Split tomato skins: a very common thing to happen, the tomatoes split down the side. It’s caused by inconsistent watering where the plant is a little on the dry side and is then watered heavily, the skin can’t grow fast enough and splits under the pressure of all the water. Not a massive problem because they’re still edible if a little unsightly. Cut the tomato in half down the split and you’d never know on the plate.
Thick tomato skins: tomatoes can grow to have thin or thick skins, which isn’t a major problem as they’re all edible but thin skins are more pleasant to eat. Skin thickness depends a lot on the variety, however growing conditions can affect it. Tomato plants will grow thicker skins in response to conditions in an attempt to lock in more moisture; heat, lack of water and low humidity can all cause it. Watering regularly helps prevent thick skins and shading plants on the hottest summer days in greenhouses and polytunnels can help too.

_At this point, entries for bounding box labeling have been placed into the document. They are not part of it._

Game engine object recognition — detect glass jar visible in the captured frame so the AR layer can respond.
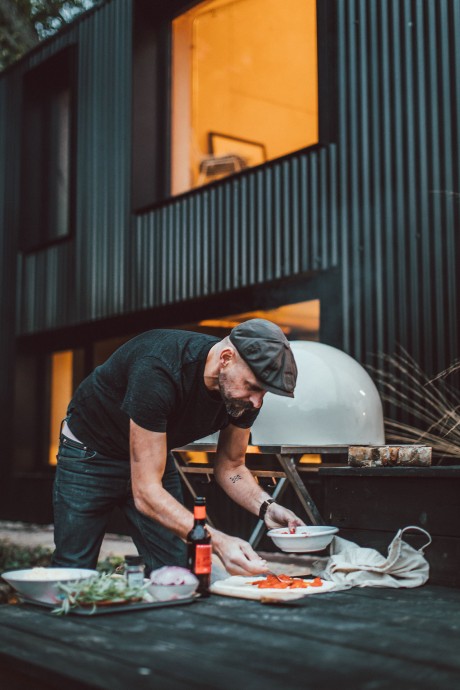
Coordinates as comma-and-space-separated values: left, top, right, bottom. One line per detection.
124, 556, 145, 587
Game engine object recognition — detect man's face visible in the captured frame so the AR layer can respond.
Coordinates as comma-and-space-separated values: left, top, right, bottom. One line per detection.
219, 362, 266, 419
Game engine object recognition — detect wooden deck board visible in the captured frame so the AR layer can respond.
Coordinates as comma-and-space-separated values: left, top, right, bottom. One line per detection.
0, 586, 460, 690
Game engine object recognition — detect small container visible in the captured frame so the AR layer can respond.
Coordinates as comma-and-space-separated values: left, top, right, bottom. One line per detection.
125, 556, 145, 587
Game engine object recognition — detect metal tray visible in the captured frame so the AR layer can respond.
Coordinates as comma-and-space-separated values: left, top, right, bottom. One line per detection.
20, 595, 200, 616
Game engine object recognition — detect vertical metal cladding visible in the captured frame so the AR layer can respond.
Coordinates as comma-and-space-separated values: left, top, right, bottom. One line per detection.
18, 2, 131, 334
7, 0, 460, 388
132, 145, 338, 308
0, 81, 16, 446
336, 0, 460, 372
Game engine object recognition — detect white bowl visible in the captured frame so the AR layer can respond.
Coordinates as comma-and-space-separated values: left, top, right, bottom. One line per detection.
147, 581, 198, 601
2, 568, 98, 604
267, 525, 339, 553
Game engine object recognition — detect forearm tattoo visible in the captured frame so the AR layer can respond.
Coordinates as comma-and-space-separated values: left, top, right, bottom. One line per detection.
230, 474, 243, 484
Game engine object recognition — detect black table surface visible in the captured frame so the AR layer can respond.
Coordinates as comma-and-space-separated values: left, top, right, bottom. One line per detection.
0, 585, 460, 690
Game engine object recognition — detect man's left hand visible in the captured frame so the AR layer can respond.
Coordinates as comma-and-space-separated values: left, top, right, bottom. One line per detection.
264, 503, 305, 533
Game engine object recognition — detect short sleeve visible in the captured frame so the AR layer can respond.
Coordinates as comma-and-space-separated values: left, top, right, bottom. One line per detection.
121, 357, 176, 433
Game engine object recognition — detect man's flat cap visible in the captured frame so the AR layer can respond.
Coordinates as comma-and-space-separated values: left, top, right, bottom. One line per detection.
229, 319, 297, 398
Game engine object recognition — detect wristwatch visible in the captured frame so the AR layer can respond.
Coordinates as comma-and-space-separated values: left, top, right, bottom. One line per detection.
259, 498, 275, 520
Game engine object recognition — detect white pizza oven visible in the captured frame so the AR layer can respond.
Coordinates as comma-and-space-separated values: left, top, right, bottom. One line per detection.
198, 341, 385, 446
248, 341, 385, 446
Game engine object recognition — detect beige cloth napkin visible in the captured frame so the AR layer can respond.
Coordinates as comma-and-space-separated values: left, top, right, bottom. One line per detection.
311, 525, 432, 588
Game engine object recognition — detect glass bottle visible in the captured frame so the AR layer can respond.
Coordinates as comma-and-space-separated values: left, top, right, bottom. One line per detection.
187, 497, 212, 597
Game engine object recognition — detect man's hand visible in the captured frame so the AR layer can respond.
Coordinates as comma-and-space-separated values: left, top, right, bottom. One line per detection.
264, 503, 305, 532
210, 530, 268, 575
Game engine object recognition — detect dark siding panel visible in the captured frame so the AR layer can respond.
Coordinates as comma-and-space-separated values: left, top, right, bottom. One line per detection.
336, 0, 460, 372
18, 2, 131, 334
3, 0, 460, 384
132, 146, 338, 309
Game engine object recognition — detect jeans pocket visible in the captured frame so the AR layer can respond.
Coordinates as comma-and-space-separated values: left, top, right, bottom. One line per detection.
58, 444, 96, 462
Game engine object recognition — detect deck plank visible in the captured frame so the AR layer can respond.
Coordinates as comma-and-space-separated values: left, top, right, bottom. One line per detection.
0, 586, 460, 690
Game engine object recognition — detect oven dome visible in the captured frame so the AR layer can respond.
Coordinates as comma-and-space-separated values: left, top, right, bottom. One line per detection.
251, 341, 385, 446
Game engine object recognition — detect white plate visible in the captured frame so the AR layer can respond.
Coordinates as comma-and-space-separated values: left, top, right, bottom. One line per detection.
211, 575, 336, 600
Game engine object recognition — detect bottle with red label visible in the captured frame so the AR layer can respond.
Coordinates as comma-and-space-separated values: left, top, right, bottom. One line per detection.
187, 497, 212, 597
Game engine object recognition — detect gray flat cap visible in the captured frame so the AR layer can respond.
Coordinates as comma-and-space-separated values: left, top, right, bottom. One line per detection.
229, 319, 297, 398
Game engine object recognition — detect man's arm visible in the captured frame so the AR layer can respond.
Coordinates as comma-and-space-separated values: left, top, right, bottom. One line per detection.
214, 424, 304, 529
130, 420, 267, 575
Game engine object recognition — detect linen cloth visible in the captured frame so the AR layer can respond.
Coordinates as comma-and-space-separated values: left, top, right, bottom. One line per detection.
310, 525, 432, 588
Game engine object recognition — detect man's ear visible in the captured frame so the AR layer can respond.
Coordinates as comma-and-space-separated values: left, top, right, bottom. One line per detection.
220, 346, 236, 367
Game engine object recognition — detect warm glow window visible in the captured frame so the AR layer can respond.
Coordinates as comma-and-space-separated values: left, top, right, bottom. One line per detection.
49, 350, 74, 465
172, 0, 318, 194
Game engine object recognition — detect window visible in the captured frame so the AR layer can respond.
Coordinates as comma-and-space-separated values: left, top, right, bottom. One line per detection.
171, 0, 318, 194
20, 49, 74, 251
49, 350, 74, 465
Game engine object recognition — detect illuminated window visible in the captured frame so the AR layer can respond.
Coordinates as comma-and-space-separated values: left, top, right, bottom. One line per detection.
49, 350, 73, 465
172, 0, 318, 194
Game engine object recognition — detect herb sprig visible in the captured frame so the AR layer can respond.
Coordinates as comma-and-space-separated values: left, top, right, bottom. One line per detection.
52, 573, 152, 615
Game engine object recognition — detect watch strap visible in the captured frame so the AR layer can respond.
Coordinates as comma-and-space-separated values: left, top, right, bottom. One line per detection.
259, 498, 275, 520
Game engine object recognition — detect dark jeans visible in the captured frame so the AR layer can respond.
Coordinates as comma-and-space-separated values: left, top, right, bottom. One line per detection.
53, 436, 186, 574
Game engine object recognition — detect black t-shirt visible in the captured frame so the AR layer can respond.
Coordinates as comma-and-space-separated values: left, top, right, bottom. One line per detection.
68, 330, 258, 459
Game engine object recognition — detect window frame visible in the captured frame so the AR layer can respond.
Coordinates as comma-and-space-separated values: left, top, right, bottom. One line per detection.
18, 44, 77, 253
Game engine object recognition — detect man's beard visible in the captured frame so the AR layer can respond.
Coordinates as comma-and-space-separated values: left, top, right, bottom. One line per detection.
219, 374, 254, 419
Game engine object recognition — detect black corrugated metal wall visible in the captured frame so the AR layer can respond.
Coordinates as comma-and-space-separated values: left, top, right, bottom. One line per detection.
0, 0, 460, 371
336, 0, 460, 372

You can collect and save tomato seeds easily by scooping them out of a tomato, rinsing through a sieve to remove some of the sticky coat and leaving them on a plate (not paper) for a week or so until they dry completely. Use a plate instead of kitchen paper as so often recommended because the seeds are then easier to collect off the plate whereas the paper sticks to them. Don’t worry if any mould develops in the meantime.
Store the dried seeds in a brown paper envelope or bag in a cool dry place until next spring. Be sure to name and date them as it’s easy to forget what they are after a number of months have passed!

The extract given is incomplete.